Editor’s note on tribal land:
I wrote back and forth with the tribal government this summer, asking for approval to do this trip, which was eventually granted, so Geoff and I could have camped on tribal land if we had needed to. However, Alaska’s navigable waterways are public up to the normal high water mark. Since we always camped on beaches and sandbars, we never actually used that permission. The only times that we set foot on tribal land were when P. and S. invited us up to their camp, where we were made to feel very welcome, and in Venetie, where everyone was lovely to us, helping us to get gas and groceries, and asking me if I was coming back to teach, which was super flattering.

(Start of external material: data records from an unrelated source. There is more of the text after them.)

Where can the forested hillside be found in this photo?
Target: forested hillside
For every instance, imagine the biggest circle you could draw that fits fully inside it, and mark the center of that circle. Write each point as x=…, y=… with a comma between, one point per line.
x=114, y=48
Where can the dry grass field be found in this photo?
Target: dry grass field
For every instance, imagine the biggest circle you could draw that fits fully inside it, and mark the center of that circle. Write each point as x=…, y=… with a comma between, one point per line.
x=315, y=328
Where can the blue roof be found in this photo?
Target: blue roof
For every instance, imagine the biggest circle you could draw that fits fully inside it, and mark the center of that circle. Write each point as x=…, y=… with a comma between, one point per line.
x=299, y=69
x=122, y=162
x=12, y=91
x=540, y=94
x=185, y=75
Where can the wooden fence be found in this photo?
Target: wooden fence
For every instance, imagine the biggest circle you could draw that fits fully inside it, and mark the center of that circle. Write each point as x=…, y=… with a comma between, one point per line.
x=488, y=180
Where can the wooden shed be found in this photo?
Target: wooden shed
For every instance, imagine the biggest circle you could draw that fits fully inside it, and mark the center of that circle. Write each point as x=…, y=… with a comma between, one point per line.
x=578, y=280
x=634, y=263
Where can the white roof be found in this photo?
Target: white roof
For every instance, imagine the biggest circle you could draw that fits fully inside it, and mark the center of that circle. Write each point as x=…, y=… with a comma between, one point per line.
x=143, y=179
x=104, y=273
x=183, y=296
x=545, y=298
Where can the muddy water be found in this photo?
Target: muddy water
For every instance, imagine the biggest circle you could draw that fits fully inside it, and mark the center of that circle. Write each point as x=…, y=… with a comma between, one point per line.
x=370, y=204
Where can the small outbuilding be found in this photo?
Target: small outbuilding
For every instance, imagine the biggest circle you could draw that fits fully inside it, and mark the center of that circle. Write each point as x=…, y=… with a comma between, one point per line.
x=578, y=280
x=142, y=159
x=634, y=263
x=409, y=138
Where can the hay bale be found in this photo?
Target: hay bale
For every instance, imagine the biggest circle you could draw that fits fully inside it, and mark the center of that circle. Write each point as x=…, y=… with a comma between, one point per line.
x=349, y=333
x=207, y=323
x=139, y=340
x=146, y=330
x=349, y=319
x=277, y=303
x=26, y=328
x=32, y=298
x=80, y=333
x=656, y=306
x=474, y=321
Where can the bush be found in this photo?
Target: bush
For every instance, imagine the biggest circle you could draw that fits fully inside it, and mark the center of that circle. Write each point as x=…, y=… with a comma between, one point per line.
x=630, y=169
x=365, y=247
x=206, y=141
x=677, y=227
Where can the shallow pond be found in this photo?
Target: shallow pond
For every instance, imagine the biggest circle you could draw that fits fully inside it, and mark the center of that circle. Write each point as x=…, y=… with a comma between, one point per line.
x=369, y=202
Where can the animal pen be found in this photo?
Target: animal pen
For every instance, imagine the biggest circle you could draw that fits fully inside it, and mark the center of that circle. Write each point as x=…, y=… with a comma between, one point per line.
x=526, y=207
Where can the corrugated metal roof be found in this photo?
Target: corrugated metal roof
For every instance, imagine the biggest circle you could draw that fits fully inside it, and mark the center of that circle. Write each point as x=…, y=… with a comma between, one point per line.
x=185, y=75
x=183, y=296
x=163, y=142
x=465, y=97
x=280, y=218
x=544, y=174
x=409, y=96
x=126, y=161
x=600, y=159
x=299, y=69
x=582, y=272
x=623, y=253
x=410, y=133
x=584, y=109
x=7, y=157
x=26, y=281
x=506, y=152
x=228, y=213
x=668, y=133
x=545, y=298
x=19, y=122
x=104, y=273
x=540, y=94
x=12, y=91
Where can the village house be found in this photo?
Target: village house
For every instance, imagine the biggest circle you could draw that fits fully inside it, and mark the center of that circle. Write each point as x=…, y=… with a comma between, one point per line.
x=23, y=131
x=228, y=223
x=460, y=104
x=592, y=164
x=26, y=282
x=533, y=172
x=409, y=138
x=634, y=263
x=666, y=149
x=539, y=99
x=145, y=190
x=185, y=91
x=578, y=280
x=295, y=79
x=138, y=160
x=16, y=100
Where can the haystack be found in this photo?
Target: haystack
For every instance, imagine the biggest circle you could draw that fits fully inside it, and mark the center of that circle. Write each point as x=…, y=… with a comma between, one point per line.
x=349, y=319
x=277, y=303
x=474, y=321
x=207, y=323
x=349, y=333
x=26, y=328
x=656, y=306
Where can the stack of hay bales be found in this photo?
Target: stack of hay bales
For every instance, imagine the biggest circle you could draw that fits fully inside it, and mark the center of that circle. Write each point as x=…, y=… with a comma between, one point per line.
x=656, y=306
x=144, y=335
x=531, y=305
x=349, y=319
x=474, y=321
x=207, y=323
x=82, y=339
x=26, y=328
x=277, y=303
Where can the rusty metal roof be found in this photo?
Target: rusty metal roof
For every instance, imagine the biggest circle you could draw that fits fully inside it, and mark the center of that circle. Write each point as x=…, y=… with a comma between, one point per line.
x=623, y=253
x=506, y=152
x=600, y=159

There have been a few people who have commented negatively about our trip since we got back to Arctic, but I don’t think they are the majority. I want to be respectful and have a good relationship with the community here, but I don’t want to let a couple of loud voices push me into giving up adventures on Alaska’s public lands.
I am trying to be honest and open-minded about the whole thing. I want someone to sit me down and really talk to me about it, but that hasn’t happened yet, and I’m not sure who to ask. If you are from Venetie or Arctic, are reading this post, and feel up to helping me understand, come find me or call me at school. I am ready to listen. It is a conversation I really want to have.